My 97 Ford Super Duty w/ the Diesel has a 5.11 gear ratio rear end and gets bad gas mileage. Do you guys think I can switch out the rear end farily easily?


----------



## plowking35 (Dec 21, 1999)

Do you have the auto or 5 sp. If its an auto leave it alone, if its a 5 sp, I would think that another ring and pinon set should be available for under $ 1000.00 installed.
An entire rear end unit will be alot more than that.But remember the reason that gear is in the truck is to move the 15K the trucks gvw was desinged for.
Dino


----------



## GeoffD (Dec 21, 1999)

The cheaper alternative might be a rear axel swap. For 500 bucks or so, I am sure you can find a 4.10 rear end out of a wrecked F 250 HD or F 350. I recomend leaving the truck as, Is, its a work truck not an escort the gas millage isn't going to be great.

Geoff


----------



## John DiMartino (Jan 22, 2000)

I highly doubt the F250/350 has the same brakes as the 15K GVWR F450,although the ring and pinion are the same.Id leave it alone-a 15K GVWR truck isnt going to get good fuel economy no matter what-and i f you change them0you'll have no power when loaded to the max.


----------



## 99SDPSD (Jan 20, 2001)

87-97 F- Super Duty's came with a Dana model 80 rearend.
87-01 F - 250/350 SRW come with a Ford/Sterling 10 1/4 Rearend.
87-97 F - 350 DRW come with a Dana model 60 Rearend I think.
99-01 F - 350 DRW come with a Dana model 70 Rearend.
99-01 F - 450 DRW come with a Dana model 80 Rearend.
99-01 F - 550 DRW come with a Dana model 135 Rearend.


----------



## oldmankent (Mar 2, 2001)

*Axle Ratio*

You're best to leave it alone. 4.10 on that truck might be a little disappointing.
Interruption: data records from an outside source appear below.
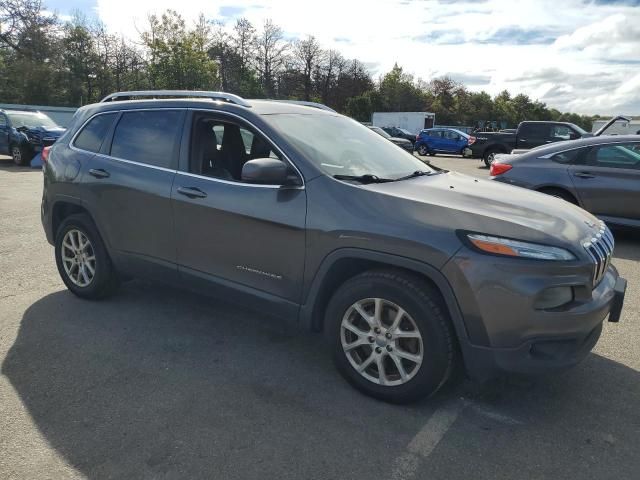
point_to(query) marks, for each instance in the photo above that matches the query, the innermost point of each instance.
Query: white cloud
(493, 40)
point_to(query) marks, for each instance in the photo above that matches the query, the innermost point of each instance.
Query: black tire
(419, 300)
(488, 156)
(20, 155)
(559, 193)
(105, 279)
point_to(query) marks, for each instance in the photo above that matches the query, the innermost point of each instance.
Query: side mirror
(266, 171)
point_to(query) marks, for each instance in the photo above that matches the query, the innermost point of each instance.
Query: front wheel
(392, 338)
(82, 259)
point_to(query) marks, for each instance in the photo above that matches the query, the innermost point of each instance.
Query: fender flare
(440, 281)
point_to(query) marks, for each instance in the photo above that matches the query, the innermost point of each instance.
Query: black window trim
(112, 130)
(238, 119)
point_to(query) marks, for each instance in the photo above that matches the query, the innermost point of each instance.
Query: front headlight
(516, 248)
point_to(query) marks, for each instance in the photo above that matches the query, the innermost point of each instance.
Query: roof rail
(304, 103)
(151, 94)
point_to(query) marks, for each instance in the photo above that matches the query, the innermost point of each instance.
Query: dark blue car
(441, 140)
(24, 134)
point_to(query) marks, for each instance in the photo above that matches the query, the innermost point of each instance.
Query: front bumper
(506, 333)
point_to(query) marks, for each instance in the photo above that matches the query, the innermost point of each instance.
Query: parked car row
(23, 134)
(528, 135)
(600, 174)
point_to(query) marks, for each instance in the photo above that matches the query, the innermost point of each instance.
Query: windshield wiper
(366, 178)
(419, 173)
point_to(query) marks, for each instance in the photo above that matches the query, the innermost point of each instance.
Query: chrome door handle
(191, 192)
(99, 173)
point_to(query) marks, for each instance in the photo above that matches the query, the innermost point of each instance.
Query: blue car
(23, 134)
(441, 140)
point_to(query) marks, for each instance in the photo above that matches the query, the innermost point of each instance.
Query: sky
(581, 56)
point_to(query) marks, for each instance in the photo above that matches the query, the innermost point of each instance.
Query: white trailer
(620, 127)
(412, 121)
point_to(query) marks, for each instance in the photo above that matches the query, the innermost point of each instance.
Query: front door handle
(191, 192)
(99, 173)
(583, 175)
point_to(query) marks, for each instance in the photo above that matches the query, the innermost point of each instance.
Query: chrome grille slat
(600, 249)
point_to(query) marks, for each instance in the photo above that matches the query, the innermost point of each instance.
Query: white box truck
(412, 121)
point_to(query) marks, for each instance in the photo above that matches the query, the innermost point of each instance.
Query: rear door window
(624, 155)
(451, 135)
(151, 137)
(93, 134)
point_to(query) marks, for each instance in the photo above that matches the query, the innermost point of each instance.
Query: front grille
(600, 249)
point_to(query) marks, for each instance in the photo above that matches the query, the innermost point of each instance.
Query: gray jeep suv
(306, 214)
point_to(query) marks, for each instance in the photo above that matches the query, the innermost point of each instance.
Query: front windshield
(579, 130)
(30, 120)
(341, 146)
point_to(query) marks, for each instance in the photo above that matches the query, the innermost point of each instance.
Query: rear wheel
(392, 338)
(82, 259)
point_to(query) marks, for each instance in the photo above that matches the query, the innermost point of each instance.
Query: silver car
(600, 174)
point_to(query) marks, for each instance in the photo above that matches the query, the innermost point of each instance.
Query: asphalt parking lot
(162, 384)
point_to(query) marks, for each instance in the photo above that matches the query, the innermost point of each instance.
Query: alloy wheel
(381, 341)
(78, 258)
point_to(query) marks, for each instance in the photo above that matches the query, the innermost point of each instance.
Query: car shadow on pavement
(158, 383)
(7, 165)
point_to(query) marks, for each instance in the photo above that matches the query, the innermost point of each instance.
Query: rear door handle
(583, 175)
(99, 173)
(191, 192)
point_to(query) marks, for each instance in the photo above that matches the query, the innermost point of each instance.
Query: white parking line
(426, 440)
I don't believe anything like a 4.88 is available either for that year.


----------



## cajuncutter (Mar 23, 2001)

I have never heard of 5.11 ration in these trucks however 4.10 is the common ratio..I do not know what you call bad gas milage but I am getting 14 on a bad day with a 93 crew cab 350 dually..4.10 ration behind a manula 5 speed..235000 miles on motor..I have a buddy that got a 95 250 ext/cab with power stroke with an auto trans..3.55 rear end..he does get horrible milage due to the fact that he is not running in the power band which is the most efficient for diesles...so what ever you do do not goto the 3.55 you will average 10.5 to the gal.


----------